La troisième et dernière contribution importante de l’ouvrage concerne les fondements théoriques conférant le fil conducteur et la logique à l’intervention publique québécoise pour combattre la précarité économique et les inégalités. Le « modèle québécois » s’apparenterait à une « gestion du risque social » et s’éloignerait du paternalisme qui caractérisait, au Québec, les mesures providentielles d’après-guerre. La gestion du risque social considère d’abord la multitude des dimensions et des phénomènes concourant à maintenir la pauvreté, qu’ils soient géographiques, économiques, culturels ou autres, puis elle met à contribution l’ensemble des actions pouvant être posées pour remédier aux situations de vulnérabilité et les prévenir.
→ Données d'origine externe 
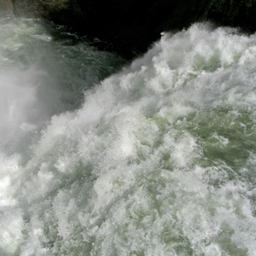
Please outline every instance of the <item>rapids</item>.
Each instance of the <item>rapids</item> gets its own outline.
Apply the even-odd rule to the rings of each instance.
[[[119,70],[4,18],[0,56],[1,256],[256,255],[256,35],[195,24]]]

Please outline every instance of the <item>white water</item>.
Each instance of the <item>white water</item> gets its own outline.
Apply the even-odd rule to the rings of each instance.
[[[1,256],[256,255],[255,35],[194,25],[101,83],[119,61],[39,20],[0,35]]]

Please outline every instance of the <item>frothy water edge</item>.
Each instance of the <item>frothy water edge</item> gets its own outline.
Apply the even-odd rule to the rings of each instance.
[[[55,79],[57,57],[32,69],[31,86],[22,71],[25,84],[41,83],[49,63]],[[3,149],[1,253],[255,255],[255,35],[203,24],[166,34],[86,90],[79,109],[53,115],[26,162]],[[3,66],[0,83],[13,81]],[[20,96],[20,81],[9,94]]]

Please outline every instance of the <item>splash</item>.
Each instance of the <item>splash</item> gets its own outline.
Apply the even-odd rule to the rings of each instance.
[[[255,66],[255,35],[195,24],[49,112],[1,156],[2,254],[254,255]]]

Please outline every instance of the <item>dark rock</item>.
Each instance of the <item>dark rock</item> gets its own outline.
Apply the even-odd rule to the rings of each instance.
[[[0,0],[2,2],[7,0]],[[13,0],[17,15],[43,16],[95,40],[126,58],[145,52],[164,31],[212,20],[217,25],[256,27],[254,0]],[[0,5],[1,7],[1,5]],[[108,42],[108,43],[104,43]]]

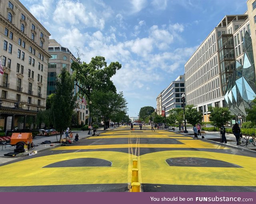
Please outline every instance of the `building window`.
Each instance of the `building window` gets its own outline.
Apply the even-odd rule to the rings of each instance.
[[[42,96],[41,96],[41,86],[38,86],[37,89],[37,93],[38,96],[41,97]]]
[[[24,61],[24,58],[25,58],[25,52],[22,52],[21,53],[21,60]]]
[[[6,28],[4,29],[4,35],[8,36],[8,33],[9,32],[9,30]]]
[[[11,54],[12,52],[12,45],[9,43],[9,50],[8,51],[8,52],[9,53]]]
[[[251,29],[250,27],[250,24],[247,25],[247,31],[250,35],[251,35]]]
[[[35,34],[33,33],[31,33],[31,40],[33,41],[35,40]]]
[[[26,20],[26,16],[23,14],[21,14],[21,19],[22,20]]]
[[[20,59],[20,50],[18,49],[18,58]]]
[[[7,96],[7,92],[3,90],[2,91],[2,98],[4,99],[6,98],[6,96]]]
[[[24,66],[21,65],[20,66],[20,74],[23,74],[23,70],[24,70]]]
[[[17,63],[17,68],[16,69],[16,72],[20,72],[20,64]]]
[[[8,43],[7,41],[6,41],[5,40],[4,40],[4,50],[5,51],[7,51],[7,44]]]
[[[51,54],[51,56],[52,56],[52,57],[51,58],[51,60],[55,60],[57,59],[56,54]]]
[[[9,38],[11,40],[12,40],[12,38],[13,38],[13,33],[12,33],[12,32],[10,32]]]
[[[8,3],[8,6],[9,6],[9,8],[11,8],[13,10],[13,4],[12,4],[11,2],[10,1],[9,1],[9,3]]]
[[[18,102],[20,101],[20,95],[16,95],[16,101],[17,101]]]
[[[3,74],[3,86],[8,87],[8,74],[4,73]]]
[[[9,69],[11,68],[11,62],[12,62],[12,60],[8,58],[8,61],[7,62],[7,67]]]
[[[28,83],[28,93],[29,94],[32,94],[32,83]]]
[[[23,23],[22,23],[20,25],[20,31],[24,33],[24,24]]]
[[[57,67],[56,63],[48,63],[48,68],[56,68]]]
[[[21,91],[21,79],[19,78],[17,78],[17,90],[19,91]]]

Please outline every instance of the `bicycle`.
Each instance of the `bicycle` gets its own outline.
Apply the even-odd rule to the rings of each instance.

Elle recherche l’équilibre entre les différents systèmes de protection relevant de l’État, du marché et des dispositifs informels. Finalement, cette perspective reconnaît les actions publiques étatiques et non étatiques favorables à la redistribution et à la capacité des plus pauvres à faire face aux risques.
L’ouvrage paraît à une époque charnière non seulement pour le modèle québécois d’insertion en emploi et de lutte contre la pauvreté, mais plus largement pour la configuration de l’intervention étatique et le modèle de développement social. Les prochains événements politiques et les changements éventuels qui seront apportés à ce système de gestion du risque social diront dans quelle mesure le système décrit par ce livre appartient ou non au passé.